On a recent episode of The Craig Carton Show, analyst Tyrone Johnson didn’t hold back. He pointed out a stat that’s hard to ignore: since 2009, every other team in the NFC - even those currently struggling like the Giants - has made it to at least one NFC Championship Game. Every team, that is, except the Dallas Cowboys.

That’s a tough pill to swallow for a franchise that still dominates headlines and TV ratings, regardless of on-field results. Johnson added, “They've had 30 years of ineptitude as far as actually winning a Super Bowl.

You literally can't find a DVD of their Super Bowl because DVDs didn’t exist the last time they won one. You have to keep a VCR.”

That’s not just a jab - it’s a reflection of how long it’s been since the Cowboys were truly relevant in the title conversation. Their last Super Bowl win came in the 1995 season, and while there have been flashes of potential since - a 13-3 season here, a breakout rookie year from a quarterback or running back there - the team has consistently come up short when it matters most.

The real question Johnson posed wasn’t just about performance - it was about accountability. “If sports are supposed to be about wins and losses at the end of the day,” he asked, “how’s Jerry Jones still allowed to own the Cowboys?”

That’s where this conversation shifts from just another year of playoff disappointment to a broader debate about ownership and leadership. Johnson argued that if the Cowboys were put up for sale - hypothetically - there would be no shortage of suitors. And in his view, it’s hard to imagine any of them doing worse than what Jones has done in recent decades.

“If we're being honest, wouldn't those suitors most likely be more competent than Jerry Jones?” Johnson said.

“I'll say it's impossible for them to be less competent. It would automatically be an improvement.”

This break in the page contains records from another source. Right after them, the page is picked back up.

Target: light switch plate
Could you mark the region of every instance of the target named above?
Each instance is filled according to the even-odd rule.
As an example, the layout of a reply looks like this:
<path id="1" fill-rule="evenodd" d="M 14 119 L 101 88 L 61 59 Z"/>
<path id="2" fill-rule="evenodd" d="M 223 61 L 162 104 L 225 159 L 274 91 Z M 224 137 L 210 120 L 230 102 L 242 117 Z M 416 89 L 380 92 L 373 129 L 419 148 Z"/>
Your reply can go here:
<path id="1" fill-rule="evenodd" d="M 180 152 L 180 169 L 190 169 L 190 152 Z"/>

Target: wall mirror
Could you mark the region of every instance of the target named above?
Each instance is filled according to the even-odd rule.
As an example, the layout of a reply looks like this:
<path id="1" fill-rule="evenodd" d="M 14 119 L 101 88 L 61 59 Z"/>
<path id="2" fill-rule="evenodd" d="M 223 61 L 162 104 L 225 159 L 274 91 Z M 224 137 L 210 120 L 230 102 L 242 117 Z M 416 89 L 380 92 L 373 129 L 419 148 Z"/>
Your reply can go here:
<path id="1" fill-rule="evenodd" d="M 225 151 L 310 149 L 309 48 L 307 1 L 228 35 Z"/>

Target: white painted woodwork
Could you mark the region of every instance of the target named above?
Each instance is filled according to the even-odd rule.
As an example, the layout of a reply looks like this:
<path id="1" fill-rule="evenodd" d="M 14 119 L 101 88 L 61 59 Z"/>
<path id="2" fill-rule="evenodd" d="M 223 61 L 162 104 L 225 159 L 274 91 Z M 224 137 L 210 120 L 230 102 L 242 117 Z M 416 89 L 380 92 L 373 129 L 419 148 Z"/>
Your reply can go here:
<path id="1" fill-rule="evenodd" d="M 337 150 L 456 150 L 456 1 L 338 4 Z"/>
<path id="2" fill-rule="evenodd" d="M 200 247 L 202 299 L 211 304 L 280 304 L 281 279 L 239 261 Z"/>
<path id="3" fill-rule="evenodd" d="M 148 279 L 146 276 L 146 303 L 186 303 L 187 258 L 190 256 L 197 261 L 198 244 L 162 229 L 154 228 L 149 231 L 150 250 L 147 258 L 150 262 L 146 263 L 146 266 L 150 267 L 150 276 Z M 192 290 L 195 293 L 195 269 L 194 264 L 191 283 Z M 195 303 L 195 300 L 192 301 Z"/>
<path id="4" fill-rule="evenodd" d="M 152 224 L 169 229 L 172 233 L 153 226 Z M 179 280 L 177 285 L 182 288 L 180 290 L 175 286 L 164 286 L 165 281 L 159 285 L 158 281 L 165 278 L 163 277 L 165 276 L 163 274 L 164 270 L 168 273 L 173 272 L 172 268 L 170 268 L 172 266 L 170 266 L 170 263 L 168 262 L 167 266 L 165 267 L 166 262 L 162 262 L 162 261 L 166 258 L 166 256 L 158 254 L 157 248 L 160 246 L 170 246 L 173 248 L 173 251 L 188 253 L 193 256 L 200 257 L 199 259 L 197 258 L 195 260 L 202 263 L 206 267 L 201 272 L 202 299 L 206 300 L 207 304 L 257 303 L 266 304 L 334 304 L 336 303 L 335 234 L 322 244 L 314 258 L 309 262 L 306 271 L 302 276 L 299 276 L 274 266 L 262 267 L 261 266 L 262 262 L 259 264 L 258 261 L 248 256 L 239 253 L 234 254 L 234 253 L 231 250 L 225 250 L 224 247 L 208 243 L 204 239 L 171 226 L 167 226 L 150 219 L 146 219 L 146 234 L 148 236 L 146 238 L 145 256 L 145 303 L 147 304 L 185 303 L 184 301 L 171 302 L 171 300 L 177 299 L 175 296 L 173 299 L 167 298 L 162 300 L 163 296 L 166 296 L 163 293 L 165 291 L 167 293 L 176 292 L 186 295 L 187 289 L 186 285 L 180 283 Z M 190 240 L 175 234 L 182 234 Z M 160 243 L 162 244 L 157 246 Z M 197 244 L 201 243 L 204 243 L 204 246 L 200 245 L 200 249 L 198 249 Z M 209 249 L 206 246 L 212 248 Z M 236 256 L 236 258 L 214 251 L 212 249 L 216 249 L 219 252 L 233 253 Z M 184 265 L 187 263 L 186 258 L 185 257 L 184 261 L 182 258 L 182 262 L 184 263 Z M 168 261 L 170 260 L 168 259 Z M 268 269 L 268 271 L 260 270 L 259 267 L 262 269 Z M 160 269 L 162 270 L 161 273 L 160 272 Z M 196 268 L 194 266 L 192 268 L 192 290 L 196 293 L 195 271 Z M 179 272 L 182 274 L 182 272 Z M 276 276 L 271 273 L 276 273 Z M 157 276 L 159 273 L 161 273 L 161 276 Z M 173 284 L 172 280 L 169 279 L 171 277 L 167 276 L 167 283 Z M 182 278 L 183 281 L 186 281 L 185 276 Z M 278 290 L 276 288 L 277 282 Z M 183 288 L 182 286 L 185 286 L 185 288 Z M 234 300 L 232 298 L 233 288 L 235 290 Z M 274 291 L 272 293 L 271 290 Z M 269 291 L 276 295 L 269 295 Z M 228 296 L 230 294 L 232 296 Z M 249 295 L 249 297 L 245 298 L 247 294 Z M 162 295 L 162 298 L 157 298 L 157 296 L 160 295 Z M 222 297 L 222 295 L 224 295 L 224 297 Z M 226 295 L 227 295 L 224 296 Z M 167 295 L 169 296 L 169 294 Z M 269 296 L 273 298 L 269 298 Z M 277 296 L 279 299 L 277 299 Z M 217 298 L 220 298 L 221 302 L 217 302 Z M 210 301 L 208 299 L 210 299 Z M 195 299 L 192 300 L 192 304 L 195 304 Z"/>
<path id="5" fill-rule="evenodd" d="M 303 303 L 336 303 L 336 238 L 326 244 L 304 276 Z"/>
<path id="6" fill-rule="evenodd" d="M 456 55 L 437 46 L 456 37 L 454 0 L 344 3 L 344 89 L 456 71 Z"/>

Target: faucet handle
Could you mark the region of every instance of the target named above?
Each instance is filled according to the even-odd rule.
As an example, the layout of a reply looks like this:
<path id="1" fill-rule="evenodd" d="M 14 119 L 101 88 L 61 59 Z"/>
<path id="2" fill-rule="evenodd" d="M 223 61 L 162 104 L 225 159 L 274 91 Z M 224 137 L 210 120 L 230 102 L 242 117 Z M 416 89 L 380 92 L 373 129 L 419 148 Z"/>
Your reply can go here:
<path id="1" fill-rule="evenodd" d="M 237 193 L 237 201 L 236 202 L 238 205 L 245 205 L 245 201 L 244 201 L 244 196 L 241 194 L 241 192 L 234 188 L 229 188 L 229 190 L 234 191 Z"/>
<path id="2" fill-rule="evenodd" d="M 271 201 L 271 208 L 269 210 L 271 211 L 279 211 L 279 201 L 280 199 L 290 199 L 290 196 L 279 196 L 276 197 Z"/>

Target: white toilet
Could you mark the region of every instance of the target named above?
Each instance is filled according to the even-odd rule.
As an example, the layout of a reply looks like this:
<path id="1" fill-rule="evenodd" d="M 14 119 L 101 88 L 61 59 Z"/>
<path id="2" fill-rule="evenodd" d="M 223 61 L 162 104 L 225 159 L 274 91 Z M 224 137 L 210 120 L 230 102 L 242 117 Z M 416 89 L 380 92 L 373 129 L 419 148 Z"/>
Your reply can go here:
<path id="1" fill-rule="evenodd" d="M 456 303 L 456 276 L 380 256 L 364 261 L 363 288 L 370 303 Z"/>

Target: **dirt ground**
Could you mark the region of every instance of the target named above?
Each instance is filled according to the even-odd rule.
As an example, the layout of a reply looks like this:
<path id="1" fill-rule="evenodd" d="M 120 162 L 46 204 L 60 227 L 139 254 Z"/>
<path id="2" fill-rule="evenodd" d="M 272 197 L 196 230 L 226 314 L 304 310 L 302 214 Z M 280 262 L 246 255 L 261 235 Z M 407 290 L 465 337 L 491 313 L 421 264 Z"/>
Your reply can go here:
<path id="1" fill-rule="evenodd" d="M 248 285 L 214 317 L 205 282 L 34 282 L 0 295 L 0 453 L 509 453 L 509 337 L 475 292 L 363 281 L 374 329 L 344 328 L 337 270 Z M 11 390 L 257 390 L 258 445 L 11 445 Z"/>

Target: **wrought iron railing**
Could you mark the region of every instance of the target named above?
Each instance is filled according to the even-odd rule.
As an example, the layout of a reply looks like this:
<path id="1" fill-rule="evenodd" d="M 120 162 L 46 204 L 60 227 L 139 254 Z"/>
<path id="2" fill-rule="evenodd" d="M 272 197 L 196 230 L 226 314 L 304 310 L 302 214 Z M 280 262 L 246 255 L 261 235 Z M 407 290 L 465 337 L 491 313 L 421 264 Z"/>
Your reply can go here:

That’s a bold take, but it taps into something a lot of Cowboys fans are feeling: the sense that the team is stuck in a cycle of mediocrity, and that the only constant in that cycle is Jones himself. As both owner and general manager, he has final say on personnel decisions, coaching hires, and the overall direction of the franchise. And while his business acumen has turned the Cowboys into the most valuable sports franchise in the world - Forbes has them pegged at a jaw-dropping $13 billion - the results on the field haven’t matched the brand’s off-field dominance.

That disconnect between financial success and football success is what’s fueling much of the backlash. For all the talk about Dallas being “America’s Team,” Johnson questioned why the rest of the league’s owners are seemingly content with one of their most visible franchises being led by someone he views as the most ineffective owner in the league.

It’s a fair question. The Cowboys still draw massive ratings, sell out stadiums, and move merchandise like no other team.

But in the NFL, winning is still the ultimate currency. And right now, Dallas is bankrupt in that department.

So here we are again - another December, another Cowboys team packing it in early, and another round of finger-pointing aimed at the top. Whether Jerry Jones is willing to make real changes, or whether he continues to bet on his own vision, remains to be seen. But one thing is clear: the patience is wearing thin, and the calls for accountability are only getting louder.